Un corrimiento de 12 kilómetros hacia el oeste del límite interprovincial invertiría la relación y haría que la mayor parte del yacimiento pasara a estar del lado pampeano, con los consiguientes beneficios económicos que ello traería por las regalías que paga la producción petrolera, calculada en base a los metros cúbicos extraídos.

Manantiales.
El área El Corcobo ya se encuentra delimitada y en desarrollo, pero hay otras zonas petroleras que están en vías de estudio y también podrían aportar nuevos pozos productivos. De hecho, la actividad de prospección geológica en la zona es continuada. Al sur de El Corcobo se encuentra una de las áreas denominada Gobernador Ayala, en este caso íntegramente del lado pampeano, mientras que dentro de la provincia de Mendoza, no muy lejos del límite se halla Jagüel Casa de Piedra, un yacimiento que por ahora cuenta con pocas perforaciones.
Los pozos petroleros no serían el único beneficio para nuestra provincia.
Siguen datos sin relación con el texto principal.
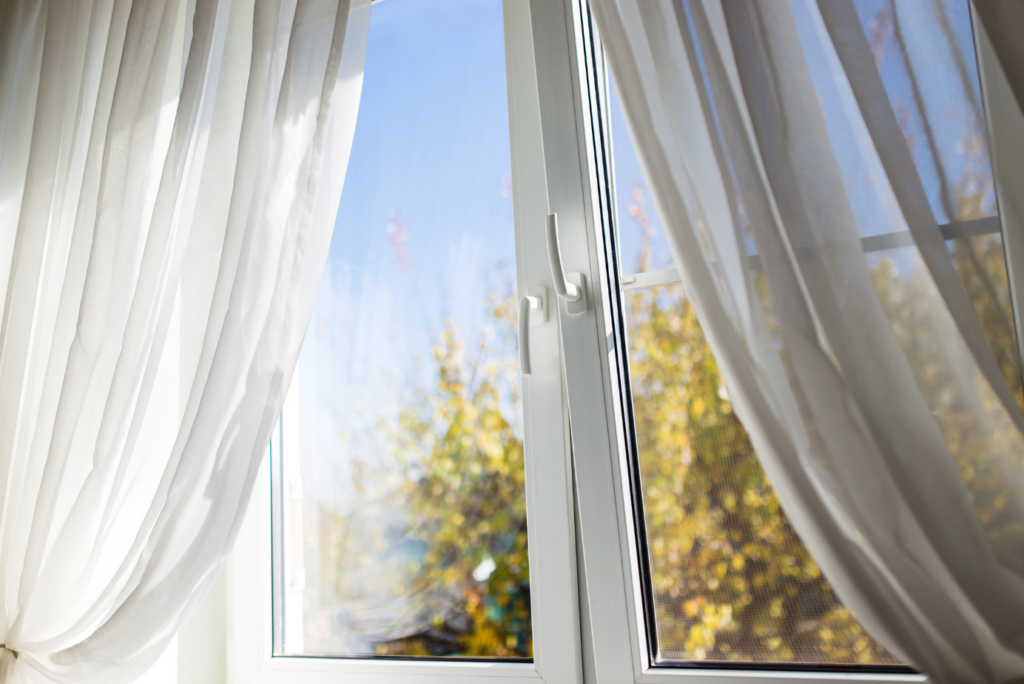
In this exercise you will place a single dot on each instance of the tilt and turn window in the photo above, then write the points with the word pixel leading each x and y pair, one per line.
pixel 508 452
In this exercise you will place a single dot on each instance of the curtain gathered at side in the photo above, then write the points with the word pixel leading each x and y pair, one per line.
pixel 170 172
pixel 881 393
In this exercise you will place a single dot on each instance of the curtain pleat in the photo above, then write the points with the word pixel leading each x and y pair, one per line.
pixel 751 120
pixel 166 178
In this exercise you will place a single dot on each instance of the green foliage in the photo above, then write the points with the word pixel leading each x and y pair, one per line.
pixel 731 579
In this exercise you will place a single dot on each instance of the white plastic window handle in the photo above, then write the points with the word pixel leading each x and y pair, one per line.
pixel 566 291
pixel 570 287
pixel 526 304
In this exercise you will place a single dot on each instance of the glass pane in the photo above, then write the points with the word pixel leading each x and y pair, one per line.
pixel 403 511
pixel 731 581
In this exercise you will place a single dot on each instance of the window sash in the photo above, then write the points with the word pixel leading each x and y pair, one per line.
pixel 549 486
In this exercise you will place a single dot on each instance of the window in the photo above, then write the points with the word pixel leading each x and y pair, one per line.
pixel 426 512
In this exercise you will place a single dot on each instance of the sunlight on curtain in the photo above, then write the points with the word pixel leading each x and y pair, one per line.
pixel 823 178
pixel 170 174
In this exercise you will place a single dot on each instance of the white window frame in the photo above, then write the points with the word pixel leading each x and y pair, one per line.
pixel 589 623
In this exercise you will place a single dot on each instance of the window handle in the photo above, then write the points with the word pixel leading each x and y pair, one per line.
pixel 531 312
pixel 570 287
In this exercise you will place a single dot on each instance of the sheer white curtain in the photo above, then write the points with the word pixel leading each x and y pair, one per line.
pixel 883 410
pixel 169 176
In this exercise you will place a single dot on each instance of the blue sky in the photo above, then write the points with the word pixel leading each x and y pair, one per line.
pixel 424 226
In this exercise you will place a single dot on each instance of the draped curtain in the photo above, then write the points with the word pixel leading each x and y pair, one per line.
pixel 889 425
pixel 170 172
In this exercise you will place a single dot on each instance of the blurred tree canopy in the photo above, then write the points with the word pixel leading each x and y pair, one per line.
pixel 731 579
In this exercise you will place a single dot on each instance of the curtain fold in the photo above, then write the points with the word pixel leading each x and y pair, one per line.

También habría que sumar una importante cantidad de costa sobre el río Colorado, zona donde la belleza del lugar ha potenciado interesantes proyectos turísticos, las áreas también con potencial turístico ubicadas más arriba -vinculadas principalmente a las manifestaciones superficiales del campo volcánico de Payunia-, y a algunos manantiales que, al igual que los más conocidos del oeste pampeano, se alimentan del agua que escurre a través de las coladas que conforman la Payunia.
También lugares donde se ha denunciado la presencia de rocas con mineralizaciones susceptibles de ser explotadas.